I had once noted the timeless beauty of his features, compared it to the royal sculptures hidden in the vault, imagined him made of the same precious material with his skin smooth gold, his hair shining bronze and his eyes encrusted emeralds—the crown jewels of his magnificent face. That had been before I’d known that he was, in fact, the descendant of those royals.
But with that in mind, he did look like a different person. I didn’t know whether this was my perception now I had to reconcile both aspects of him, or if he truly was different now that the act was over. Yet, regardless of what I thought, he dazzled me more than the glittering structures of Sunstone and all the treasure in the palace vault put together. He was their combined luxury in motion. He was the living embodiment of Cahraman’s history and wealth, and it made him fantastic to behold and painfully unattainable.
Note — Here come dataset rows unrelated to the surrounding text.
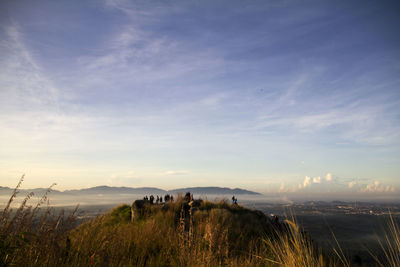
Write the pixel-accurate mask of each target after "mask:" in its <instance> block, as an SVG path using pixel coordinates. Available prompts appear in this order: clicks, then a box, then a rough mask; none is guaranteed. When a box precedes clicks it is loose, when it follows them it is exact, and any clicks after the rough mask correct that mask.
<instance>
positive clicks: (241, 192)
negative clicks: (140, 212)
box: [168, 187, 261, 195]
mask: <svg viewBox="0 0 400 267" xmlns="http://www.w3.org/2000/svg"><path fill="white" fill-rule="evenodd" d="M168 192H170V193H174V194H176V193H185V192H190V193H192V194H197V195H261V194H260V193H257V192H253V191H249V190H245V189H240V188H234V189H230V188H228V187H186V188H179V189H174V190H170V191H168Z"/></svg>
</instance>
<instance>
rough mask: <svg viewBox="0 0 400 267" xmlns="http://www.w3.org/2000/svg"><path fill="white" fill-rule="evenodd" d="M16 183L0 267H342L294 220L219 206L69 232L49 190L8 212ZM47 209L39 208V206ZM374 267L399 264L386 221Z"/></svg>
mask: <svg viewBox="0 0 400 267" xmlns="http://www.w3.org/2000/svg"><path fill="white" fill-rule="evenodd" d="M23 178H24V177H22V178H21V180H20V181H19V183H18V185H17V186H16V188H15V190H14V191H13V193H12V196H11V197H10V200H9V201H8V203H7V205H6V207H5V208H4V210H3V212H2V213H1V216H0V265H1V266H299V267H303V266H307V267H308V266H350V263H349V262H348V261H347V259H346V258H345V257H344V256H343V252H342V251H340V247H339V250H335V248H332V251H336V253H334V252H332V254H333V255H334V256H333V257H332V256H326V254H324V253H323V252H322V251H321V250H319V249H318V248H316V247H315V244H313V242H312V241H311V238H310V237H309V236H308V235H307V234H305V233H304V232H303V231H302V230H301V229H299V227H298V225H297V224H296V222H295V220H294V219H291V220H286V221H285V222H284V223H279V222H276V221H272V220H271V219H270V218H268V217H266V216H265V215H264V214H263V213H262V212H259V211H256V210H249V209H246V208H244V207H241V206H239V205H230V204H228V203H227V201H220V202H217V203H215V202H209V201H194V202H190V203H188V202H187V201H185V200H184V199H182V198H178V200H177V201H176V202H174V203H167V204H163V205H147V206H145V209H144V212H143V213H142V214H141V216H139V217H138V218H135V219H134V220H133V222H132V220H131V207H130V206H129V205H121V206H119V207H116V208H115V209H113V210H112V211H110V212H109V213H107V214H104V215H101V216H98V217H97V218H95V219H91V220H88V221H86V222H84V223H82V224H81V225H79V226H76V223H75V220H76V210H75V211H74V212H72V213H71V214H69V215H65V214H64V213H63V212H60V213H58V214H56V213H55V212H54V211H53V210H52V209H51V208H50V207H49V205H48V201H47V200H48V193H49V192H50V190H51V187H50V188H49V190H48V191H47V192H46V193H45V194H44V195H43V197H42V198H41V199H40V201H39V202H38V203H37V204H36V205H34V206H32V205H30V204H29V199H30V198H31V197H32V196H33V193H31V194H28V195H27V196H26V198H25V199H24V200H23V201H22V203H21V205H20V206H19V207H18V208H17V209H16V210H13V209H12V208H11V207H12V205H11V204H12V202H13V201H14V199H15V197H16V196H17V194H18V193H19V192H18V191H19V188H20V186H21V183H22V181H23ZM46 203H47V205H45V204H46ZM388 229H390V230H389V232H388V234H387V236H386V243H387V244H389V245H387V244H386V245H382V248H384V249H385V252H384V255H385V259H378V258H376V260H377V263H378V264H380V265H381V266H400V261H399V254H400V253H399V251H400V238H399V236H400V234H399V233H400V231H399V225H398V223H396V222H395V220H394V219H393V218H391V220H390V223H389V228H388Z"/></svg>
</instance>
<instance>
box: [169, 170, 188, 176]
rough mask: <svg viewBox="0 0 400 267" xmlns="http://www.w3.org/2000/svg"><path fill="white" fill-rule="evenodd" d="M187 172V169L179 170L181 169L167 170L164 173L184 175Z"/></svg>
mask: <svg viewBox="0 0 400 267" xmlns="http://www.w3.org/2000/svg"><path fill="white" fill-rule="evenodd" d="M186 174H188V172H187V171H181V170H169V171H166V172H165V175H186Z"/></svg>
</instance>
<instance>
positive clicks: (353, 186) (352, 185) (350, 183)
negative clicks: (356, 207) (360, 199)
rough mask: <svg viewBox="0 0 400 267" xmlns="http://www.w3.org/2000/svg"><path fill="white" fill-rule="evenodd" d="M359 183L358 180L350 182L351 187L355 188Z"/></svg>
mask: <svg viewBox="0 0 400 267" xmlns="http://www.w3.org/2000/svg"><path fill="white" fill-rule="evenodd" d="M356 184H357V181H351V182H349V188H353V187H354V186H355V185H356Z"/></svg>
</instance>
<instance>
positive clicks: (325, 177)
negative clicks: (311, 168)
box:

Still, this was the man I needed to win. Not for my own desires, but because I had to. As the prince, he’d no longer be my prize, but a means to an end. Being chosen by him led to his father’s quarters. I’d only use the opportunity to steal the lamp and run, leaving him to settle for his runner-up. To marry Fairuza as their aunt, Princess Loujaïne, clearly wanted from the start.
That would have been the unquestionable plan if I hadn’t formed a relationship with him. A relationship that had been based on us both lying about who we were. But the time we’d spent together, the words we’d spoken, the feelings we’d expressed had felt so genuine, still flowed in my blood and reverberated in my being. I couldn’t yet stuff them in a dark corner of my mind among all the painful memories I stowed away so I could survive.